CH: This is a great question and more important it’s a great topic because the advancement and the acceleration of especially social media really impact us every day. I think companies are increasingly employing data mining services in order to better understand our customers and that includes everything from the people that post things in public forums. And all that information is now fair game for a company to use which is great because the information about people’s buying habits, their personal likes and dislikes, their product sentiment and even the mood that they’re having that day is so valuable for us as a company to understand that data and more important is aggregation. We’ve got to be able to employ predictive modeling and I think the next few years you’re really going to see companies grasp the idea of predictive modeling so they can figure these things out.

Quite honestly, I think the companies that do not begin to use the information and gain a strong presence in that predictive modelling status will simply be left behind in the customer service industry. We have so many tools that are coming out from an analytical standpoint that there’s going to be a lot of help in that process and it’s really about taking that huge fire hose of social networking data and those investments on the front end to make sure we can be a differentiator over time to make a better service organisation. So I think we have a real great opportunity in that space over the next three to five years.

HW: What do you feel the solution provider market as a whole could do to help enterprises move beyond reactive support and drive proactive customer value creation in their company?

CH: The interesting thing is when we talk about either a service provider in this space or solutions or enterprise; I think we’re all working towards the same area. Some companies do it better than others and it’s really about moving towards more of a proactive method of support, if you will. I think reacting to problems after they occur is usually more expensive quite honestly than addressing them proactively. It also means that problems get bigger than they would have been if they had been nipped in the bud, if you will. A proactive approach to customer service really delivers a lot of benefits so I think companies that really embrace the fact that we’re going to get ahead of that curve are going to be much better off down the road.

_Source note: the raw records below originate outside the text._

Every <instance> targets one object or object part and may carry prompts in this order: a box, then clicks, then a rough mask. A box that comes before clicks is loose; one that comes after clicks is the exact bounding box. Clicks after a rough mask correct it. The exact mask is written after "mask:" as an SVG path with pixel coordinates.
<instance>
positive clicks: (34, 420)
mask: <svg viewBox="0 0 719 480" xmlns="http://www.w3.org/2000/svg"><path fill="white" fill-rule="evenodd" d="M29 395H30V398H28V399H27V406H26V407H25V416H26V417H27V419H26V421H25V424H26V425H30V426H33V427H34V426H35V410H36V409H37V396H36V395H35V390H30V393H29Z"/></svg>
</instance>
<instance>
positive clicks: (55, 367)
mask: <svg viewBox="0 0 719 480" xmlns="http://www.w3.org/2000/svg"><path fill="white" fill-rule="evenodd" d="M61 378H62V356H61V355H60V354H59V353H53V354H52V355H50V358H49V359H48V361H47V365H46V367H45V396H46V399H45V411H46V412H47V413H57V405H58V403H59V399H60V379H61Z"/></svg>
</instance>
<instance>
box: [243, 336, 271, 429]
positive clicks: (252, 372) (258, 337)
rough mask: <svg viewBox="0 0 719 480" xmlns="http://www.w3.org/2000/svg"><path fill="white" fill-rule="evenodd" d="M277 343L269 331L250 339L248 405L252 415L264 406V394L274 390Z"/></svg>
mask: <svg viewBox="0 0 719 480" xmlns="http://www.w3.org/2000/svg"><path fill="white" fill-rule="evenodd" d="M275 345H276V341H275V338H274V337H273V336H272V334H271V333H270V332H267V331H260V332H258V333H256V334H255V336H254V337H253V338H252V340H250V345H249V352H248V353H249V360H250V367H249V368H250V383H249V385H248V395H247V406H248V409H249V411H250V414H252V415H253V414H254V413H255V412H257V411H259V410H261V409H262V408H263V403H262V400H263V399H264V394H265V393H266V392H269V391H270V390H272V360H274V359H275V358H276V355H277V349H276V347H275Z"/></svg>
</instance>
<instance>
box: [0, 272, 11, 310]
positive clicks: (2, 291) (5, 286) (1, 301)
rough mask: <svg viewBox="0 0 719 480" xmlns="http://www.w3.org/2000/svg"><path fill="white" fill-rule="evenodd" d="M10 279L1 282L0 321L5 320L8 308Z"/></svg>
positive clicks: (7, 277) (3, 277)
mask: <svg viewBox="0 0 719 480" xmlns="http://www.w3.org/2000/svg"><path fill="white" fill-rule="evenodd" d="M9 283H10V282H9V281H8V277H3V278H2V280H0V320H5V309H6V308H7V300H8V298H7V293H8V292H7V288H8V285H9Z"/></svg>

So if you look at a proactive approach, first it significantly improves the quality of our customer service; there’s no doubt about that. No matter how quickly we respond to a customer enquiry, there’s still a lag between the customer’s awareness of the problem and its resolution. But with proactive customer service, problems can be eliminated before the customer is even aware they have a problem, and this high quality of service can be a serious competitive differentiator and ensure the longevity of customer relationships.

And the second part of that is that it certainly reduces cost, and as a business owner, by preempting inbound enquiries or problems, proactive service dramatically reduces that cost from dollars to pennies. And the last thing I’d note is that the proactive communication allows companies to support more customers and more products with the existing staffing levels. So when you look at the enterprise and how they’ve got to move forward, it’s really about figuring out how to be two steps ahead of where they are today to take care of their customers.